To Seek A Newer World-The Trials And Tribulations Of The
Non-Violence Path
Frank Jackman comment:
Anna Riley my maternal grandmother was a great believer in
the social message of the Catholic Worker movement, gave great credence to the
essentially non-violent social change message that leaders like Dorothy Day had
to say about pursuing the course. In my youth, my younger days, the idea of
non-violent not passive like Tolstoy or even Gandhi but more on the assertive
lines of the black civil right movement in the South that was unfolding before
my eyes seemingly every night on
television held great sway over me. I have mentioned elsewhere that my very
first public political street action demonstration had been a SANE-Quaker and
other religious pacifistic organizations rally at historic Park Street Station
on Boston Common around the struggle against nuclear weapons in the fall of
1960 (at a time when I was also campaigning like crazy to get one of our, Jack
Kennedy, elected President, even though he was rattling the “missile gap”
saber-go figure).
In retrospective those heady days when the black civil
rights movement was carrying all before it were also the heydays of my belief
in creative non-violent action. The time when whatever Doctor King and the
other leadership said about bowing our heads before the aggressors held me in
its thrall. Although, and here is my contradiction of the time if you will, I
was enamored under the spell of my maternal grandfather, Daniel Riley, an
ardent Irish nationalist of the struggle in Ireland that got its modern start
around Easter, 1916. So let’s put it down that I was probably more tactically
committed to non-violent actions (and under current circumstances still am with
what I see of the disparity of forces on our side and leveled against us.
The great change, maybe of emphasis, maybe of getting older
and wiser, and maybe, just maybe as a result of my truncated Army career which
was a watershed of sorts since that service happened during the Vietnam War (where
I didn’t go although I was 11 Bravo, an infantryman but that is a story also
told elsewhere).

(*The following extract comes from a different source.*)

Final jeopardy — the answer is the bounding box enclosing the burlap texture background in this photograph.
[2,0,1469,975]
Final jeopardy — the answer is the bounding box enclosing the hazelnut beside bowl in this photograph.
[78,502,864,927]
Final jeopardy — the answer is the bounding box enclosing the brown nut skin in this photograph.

The savagery of the American government against a small but
real national liberation struggle which could not be fought any other way
except under the gun led me away from even that previous total tactical
acceptance that non-violent action could slay the evil dragon. And that stance
has not changed much in the last forty years or so, although I wish those who
can “keep the faith,” the faith of my youth, well.